SUDDENLY SOMETHING HAPPENED
By Jimmy Beaulieu
Perhaps as a way of compensating for a long history of being associated with superheroes and fantastic tales, a lot of today’s comic books and graphic novels take as their subject matter the mundane, local, and everyday, with autobiography in particular being a favourite form. Suddenly Something Happened is just such a book, an English translation omnibus of a couple of autobiographical graphic works – Le Moral des Troupes and Quelques Pelures – by Montreal-based author Jimmy Beaulieu. In some ways it is also a new work, however, as translator KerryAnn Cochrane was given a free hand in rendering the text into English and Beaulieu has added a dozen new pages as well as done some rewriting
The story tracks Jimmy’s move from Quebec City to Montreal, following his romantic entanglements and budding career as a comic artist in a series of slice-of-life, pencil-sketch vignettes. Beaulieu is especially adept at capturing urban landscapes and locations, drawing the street life of Canada’s sexiest city crowded with beautiful women. As the cover art – which has Jimmy casting an appreciative glance at a woman striking a winning pose – makes clear, this is one young, urban, progressive male who is not ashamed to be always looking at the “life impulse,” “reproductive instinct,” and “joyful lustiness” that surrounds him. And, as his alter ego suggests at one point, this penchant for always drawing pretty girls may be another form of compensation.

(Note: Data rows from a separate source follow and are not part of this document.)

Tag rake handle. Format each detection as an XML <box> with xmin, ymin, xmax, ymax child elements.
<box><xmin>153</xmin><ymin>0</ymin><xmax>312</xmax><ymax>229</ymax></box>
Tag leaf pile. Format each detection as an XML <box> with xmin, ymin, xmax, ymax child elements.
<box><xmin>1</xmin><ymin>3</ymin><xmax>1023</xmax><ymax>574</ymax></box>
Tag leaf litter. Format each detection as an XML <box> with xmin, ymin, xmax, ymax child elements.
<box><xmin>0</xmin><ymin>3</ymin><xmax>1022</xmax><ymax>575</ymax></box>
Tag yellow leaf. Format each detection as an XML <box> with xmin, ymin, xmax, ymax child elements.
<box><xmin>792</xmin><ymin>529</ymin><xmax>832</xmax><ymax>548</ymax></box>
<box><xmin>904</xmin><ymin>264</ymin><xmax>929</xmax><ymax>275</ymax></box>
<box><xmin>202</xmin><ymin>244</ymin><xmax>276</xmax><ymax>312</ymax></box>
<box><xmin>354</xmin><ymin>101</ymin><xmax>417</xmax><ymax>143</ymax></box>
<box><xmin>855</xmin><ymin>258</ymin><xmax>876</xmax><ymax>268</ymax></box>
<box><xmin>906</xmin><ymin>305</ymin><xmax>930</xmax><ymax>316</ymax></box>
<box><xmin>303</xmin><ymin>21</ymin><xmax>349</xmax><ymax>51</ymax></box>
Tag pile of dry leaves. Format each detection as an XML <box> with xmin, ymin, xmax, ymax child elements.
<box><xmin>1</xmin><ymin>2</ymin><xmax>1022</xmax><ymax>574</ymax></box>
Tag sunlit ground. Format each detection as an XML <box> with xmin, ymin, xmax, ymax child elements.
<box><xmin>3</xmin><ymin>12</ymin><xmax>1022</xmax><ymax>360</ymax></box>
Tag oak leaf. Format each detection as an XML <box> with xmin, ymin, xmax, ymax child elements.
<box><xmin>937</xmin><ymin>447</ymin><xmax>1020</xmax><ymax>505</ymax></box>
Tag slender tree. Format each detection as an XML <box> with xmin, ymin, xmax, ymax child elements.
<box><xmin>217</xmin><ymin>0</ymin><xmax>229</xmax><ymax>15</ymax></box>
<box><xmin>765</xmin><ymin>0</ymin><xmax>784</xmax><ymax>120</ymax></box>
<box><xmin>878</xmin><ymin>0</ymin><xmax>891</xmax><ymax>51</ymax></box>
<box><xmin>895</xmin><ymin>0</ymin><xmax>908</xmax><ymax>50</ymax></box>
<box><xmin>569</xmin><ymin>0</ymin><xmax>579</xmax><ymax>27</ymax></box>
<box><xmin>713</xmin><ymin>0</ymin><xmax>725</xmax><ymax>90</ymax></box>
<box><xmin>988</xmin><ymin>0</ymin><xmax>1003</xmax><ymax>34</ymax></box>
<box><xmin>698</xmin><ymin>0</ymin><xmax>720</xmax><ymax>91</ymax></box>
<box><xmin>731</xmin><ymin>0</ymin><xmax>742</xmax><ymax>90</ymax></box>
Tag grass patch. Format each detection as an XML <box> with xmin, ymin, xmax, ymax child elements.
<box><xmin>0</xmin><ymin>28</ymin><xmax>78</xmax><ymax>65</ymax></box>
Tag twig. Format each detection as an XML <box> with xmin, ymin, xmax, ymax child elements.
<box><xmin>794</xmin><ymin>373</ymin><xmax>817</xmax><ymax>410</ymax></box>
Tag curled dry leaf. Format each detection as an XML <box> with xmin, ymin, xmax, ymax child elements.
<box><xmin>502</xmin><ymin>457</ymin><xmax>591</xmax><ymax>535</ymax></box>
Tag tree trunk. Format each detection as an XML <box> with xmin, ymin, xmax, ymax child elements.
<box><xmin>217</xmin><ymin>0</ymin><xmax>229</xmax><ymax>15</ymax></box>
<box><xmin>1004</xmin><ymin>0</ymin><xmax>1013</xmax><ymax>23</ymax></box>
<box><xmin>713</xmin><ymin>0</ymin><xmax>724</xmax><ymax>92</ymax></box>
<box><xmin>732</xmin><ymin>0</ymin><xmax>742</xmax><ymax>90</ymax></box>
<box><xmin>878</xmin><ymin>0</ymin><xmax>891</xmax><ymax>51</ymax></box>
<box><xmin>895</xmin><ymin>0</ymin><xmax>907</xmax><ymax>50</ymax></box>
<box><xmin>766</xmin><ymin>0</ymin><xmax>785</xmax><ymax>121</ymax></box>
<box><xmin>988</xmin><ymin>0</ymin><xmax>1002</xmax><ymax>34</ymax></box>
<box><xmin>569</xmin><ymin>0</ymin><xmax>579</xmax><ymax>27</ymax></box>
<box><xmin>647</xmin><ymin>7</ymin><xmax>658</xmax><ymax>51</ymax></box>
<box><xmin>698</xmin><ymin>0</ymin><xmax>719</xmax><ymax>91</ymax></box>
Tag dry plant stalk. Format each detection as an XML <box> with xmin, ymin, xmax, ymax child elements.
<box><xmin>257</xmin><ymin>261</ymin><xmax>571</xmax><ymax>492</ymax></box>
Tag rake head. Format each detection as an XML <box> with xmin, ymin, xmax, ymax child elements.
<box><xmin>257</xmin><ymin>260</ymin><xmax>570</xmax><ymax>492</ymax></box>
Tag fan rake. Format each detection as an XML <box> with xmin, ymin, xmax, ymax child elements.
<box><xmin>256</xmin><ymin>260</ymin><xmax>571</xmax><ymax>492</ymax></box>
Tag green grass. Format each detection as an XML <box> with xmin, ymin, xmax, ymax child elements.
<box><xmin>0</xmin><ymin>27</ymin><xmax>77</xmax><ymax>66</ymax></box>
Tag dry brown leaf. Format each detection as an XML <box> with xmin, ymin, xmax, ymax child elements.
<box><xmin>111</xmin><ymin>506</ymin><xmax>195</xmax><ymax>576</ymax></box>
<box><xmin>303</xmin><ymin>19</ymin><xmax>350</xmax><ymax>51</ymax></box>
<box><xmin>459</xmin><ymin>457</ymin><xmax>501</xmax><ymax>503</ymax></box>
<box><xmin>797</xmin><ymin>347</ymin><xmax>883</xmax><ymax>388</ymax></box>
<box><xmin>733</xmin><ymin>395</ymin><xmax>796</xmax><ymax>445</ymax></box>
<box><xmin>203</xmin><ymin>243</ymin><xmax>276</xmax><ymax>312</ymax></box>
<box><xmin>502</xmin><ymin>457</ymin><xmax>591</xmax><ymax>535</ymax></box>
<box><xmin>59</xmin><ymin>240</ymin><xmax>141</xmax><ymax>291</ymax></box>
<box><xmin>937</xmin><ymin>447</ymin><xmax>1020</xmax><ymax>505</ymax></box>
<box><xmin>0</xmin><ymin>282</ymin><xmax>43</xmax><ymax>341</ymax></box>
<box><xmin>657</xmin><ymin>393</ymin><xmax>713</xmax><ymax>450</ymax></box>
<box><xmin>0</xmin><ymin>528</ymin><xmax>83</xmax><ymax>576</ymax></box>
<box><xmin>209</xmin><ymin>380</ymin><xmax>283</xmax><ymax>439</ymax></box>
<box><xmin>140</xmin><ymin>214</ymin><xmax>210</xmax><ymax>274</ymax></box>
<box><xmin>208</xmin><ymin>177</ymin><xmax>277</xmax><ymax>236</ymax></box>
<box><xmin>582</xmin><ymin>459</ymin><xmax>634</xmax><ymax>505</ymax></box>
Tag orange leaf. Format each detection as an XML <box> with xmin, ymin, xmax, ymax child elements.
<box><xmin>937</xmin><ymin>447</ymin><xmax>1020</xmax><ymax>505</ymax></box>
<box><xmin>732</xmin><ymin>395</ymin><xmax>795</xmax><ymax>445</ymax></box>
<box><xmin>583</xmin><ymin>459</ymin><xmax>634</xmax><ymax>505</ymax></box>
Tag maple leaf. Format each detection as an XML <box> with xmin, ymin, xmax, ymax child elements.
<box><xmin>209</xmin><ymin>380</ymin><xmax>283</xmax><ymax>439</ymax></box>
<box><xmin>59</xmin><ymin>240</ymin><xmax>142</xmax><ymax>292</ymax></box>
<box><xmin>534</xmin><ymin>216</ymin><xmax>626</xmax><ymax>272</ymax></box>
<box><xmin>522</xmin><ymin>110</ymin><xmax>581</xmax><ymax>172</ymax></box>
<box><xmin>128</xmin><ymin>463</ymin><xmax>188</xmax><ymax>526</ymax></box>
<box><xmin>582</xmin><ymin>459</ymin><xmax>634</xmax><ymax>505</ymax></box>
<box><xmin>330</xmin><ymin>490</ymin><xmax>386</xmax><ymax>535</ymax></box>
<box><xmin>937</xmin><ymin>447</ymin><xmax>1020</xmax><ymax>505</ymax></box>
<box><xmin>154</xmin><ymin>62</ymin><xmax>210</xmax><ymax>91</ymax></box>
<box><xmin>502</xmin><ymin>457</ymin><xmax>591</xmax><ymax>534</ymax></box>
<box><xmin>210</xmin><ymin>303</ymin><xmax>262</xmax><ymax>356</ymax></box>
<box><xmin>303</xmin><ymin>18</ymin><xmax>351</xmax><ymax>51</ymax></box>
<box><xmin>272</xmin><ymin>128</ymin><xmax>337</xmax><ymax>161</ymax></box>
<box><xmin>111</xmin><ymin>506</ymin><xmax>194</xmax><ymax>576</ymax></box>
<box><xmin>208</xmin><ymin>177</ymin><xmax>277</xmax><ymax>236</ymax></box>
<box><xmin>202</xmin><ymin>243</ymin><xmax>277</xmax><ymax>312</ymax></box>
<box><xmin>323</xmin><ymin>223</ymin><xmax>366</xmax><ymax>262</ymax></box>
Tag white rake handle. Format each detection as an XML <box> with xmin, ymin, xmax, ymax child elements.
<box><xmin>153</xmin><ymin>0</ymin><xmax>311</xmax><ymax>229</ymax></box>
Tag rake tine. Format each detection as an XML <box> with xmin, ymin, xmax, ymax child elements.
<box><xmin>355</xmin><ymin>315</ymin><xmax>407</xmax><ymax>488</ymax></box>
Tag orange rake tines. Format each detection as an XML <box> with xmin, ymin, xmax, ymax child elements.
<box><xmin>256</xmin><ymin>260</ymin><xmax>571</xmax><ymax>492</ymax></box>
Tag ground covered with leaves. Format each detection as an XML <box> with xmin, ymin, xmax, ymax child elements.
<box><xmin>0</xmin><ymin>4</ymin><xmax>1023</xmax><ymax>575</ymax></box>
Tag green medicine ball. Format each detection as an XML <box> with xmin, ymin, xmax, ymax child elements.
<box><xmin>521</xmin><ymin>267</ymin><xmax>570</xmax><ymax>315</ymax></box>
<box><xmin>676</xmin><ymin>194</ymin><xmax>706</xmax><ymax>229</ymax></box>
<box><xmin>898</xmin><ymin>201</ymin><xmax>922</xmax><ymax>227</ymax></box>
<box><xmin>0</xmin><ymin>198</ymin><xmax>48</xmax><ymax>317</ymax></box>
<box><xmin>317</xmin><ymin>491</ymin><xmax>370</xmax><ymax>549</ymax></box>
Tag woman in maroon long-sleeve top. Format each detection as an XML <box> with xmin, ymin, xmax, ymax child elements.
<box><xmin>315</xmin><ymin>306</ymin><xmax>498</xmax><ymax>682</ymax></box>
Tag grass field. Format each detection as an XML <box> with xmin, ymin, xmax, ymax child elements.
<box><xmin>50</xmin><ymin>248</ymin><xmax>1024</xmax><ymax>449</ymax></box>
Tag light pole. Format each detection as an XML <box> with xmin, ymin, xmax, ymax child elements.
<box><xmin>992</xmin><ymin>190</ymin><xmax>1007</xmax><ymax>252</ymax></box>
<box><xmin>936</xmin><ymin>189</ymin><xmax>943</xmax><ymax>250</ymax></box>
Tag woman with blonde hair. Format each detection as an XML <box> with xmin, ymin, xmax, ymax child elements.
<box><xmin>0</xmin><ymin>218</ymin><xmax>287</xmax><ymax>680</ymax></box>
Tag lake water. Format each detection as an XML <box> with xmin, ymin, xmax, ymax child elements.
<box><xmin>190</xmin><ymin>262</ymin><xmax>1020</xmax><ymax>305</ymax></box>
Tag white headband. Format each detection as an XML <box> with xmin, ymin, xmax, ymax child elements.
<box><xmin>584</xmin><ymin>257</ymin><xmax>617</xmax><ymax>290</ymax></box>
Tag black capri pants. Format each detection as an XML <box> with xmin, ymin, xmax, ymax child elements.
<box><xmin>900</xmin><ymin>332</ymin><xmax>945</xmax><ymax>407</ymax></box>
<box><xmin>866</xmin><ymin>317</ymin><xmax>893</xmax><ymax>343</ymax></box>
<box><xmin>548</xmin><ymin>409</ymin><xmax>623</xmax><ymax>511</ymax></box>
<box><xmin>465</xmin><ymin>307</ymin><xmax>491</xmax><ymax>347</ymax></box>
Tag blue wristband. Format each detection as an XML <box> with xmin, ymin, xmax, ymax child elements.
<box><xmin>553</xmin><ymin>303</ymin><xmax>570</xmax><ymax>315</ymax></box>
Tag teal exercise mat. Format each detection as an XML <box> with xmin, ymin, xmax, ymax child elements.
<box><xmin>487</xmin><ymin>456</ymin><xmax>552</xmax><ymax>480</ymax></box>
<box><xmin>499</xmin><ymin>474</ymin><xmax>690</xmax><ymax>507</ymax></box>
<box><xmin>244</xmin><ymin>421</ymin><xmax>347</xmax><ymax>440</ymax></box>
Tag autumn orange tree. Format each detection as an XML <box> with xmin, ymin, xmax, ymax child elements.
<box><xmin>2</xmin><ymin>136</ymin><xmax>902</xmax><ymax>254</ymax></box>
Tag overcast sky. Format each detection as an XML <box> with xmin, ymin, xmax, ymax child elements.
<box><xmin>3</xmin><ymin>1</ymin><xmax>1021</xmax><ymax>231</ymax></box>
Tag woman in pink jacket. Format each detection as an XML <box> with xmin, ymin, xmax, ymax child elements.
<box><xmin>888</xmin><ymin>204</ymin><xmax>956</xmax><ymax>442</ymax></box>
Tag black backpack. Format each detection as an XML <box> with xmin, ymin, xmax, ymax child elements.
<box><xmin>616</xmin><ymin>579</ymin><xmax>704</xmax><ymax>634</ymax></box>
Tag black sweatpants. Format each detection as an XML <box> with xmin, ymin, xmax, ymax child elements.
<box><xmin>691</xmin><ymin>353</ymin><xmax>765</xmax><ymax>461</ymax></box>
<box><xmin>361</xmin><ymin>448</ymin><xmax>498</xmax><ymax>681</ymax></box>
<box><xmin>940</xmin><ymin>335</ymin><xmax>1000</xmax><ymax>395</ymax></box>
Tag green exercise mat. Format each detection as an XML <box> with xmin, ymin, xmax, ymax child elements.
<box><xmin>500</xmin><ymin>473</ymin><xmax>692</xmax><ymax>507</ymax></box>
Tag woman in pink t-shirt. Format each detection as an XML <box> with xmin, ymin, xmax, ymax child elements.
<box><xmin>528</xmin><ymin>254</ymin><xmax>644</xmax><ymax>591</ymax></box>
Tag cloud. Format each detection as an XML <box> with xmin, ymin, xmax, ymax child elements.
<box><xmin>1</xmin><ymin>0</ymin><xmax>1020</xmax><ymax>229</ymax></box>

Both the physical and emotional texture of the book have an authenticity brought home through the observation of details ranging from architecture, to the way clothes look when they are really being worn, to the rendering of numerous small, domestic sound effects. One odd habit that doesn’t seem quite in keeping with the realistic and understated tone of the rest of the work is Beaulieu’s penchant for exaggerated, cartoonish reaction shots of characters’ eyes bugging out, but this is only a minor thing. In every other respect, and despite the shifts in drawing style that might be expected of a decade’s worth of work, this is a convincing and charming self-portrait of the artist as a young man.